Exclusive Unlearning
Selected by: Kimi K2 only
- The first unlearning technique that product lawyers might actually love: you document what you keep, not what you delete.
Connecting Threads
The Infrastructure Governance Gap
The consensus picks reveal AI governance's blind spot: it's not in model alignment but in the plumbing. Machine identity governance (80:1 machine-to-human identity ratios) and epistemic contamination auditing address structural vulnerabilities that no amount of RLHF will fix. The field is over-indexed on model behavior and under-indexed on system-level governance.

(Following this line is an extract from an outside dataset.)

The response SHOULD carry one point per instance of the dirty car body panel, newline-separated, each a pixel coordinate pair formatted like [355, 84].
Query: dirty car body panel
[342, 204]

Multi-Agent Systems Inherit Human Pathologies
Both consensus papers show that scaling through multiple agents doesn't automatically improve outcomes—it introduces emergent failure modes. LLM collectives reproduce conformity, deference to perceived expertise, and susceptibility to rhetorical manipulation. "More agents" ≠ wisdom of crowds without proper deliberation protocols.
Agentic AI Meets Ungovernable Scale
Gym-Anything enables agents to self-scaffold into any software while machine identity governance struggles with current scale. This collision course is the central tension in frontier AI deployment: expanding capability with roughly constant governance capacity.
Audit and Legibility as First-Class Design Requirements
Across picks, the pattern is making invisible dynamics visible—whether prior contamination, social manipulation, or premature alignment convergence. AI systems produce reasonable-looking outputs while concealing their generation processes. The emerging agenda is building legibility into AI systems at every level.
Statistical Baseline
- Total unique papers selected: 9
- Papers at 3+ agreement: 2 (expected by chance: 0.02)
- Papers at 2+ agreement: 4 (expected by chance: 0.90)
The strong consensus on epistemic blinding and social dynamics, combined with meaningful pair agreements, suggests genuine signal above random selection.
Recommended Reading (by agreement level)
- Epistemic Blinding — All three models, practical governance tool
- Social Dynamics Vulnerabilities — All three models, changes multi-agent architecture
- Gym-Anything — Two models, infrastructure for agent deployment
- Machine Identity Governance — Two models, regulatory framework foundation
Methodology: Papers selected from cs.AI, cs.CL, cs.LG, cs.HC, cs.SE, stat.ML by Kimi K2, Claude Opus 4.6, and GPT-5. Overlap statistics compare observed agreement rates against random selection baselines. Individual model scans available on request.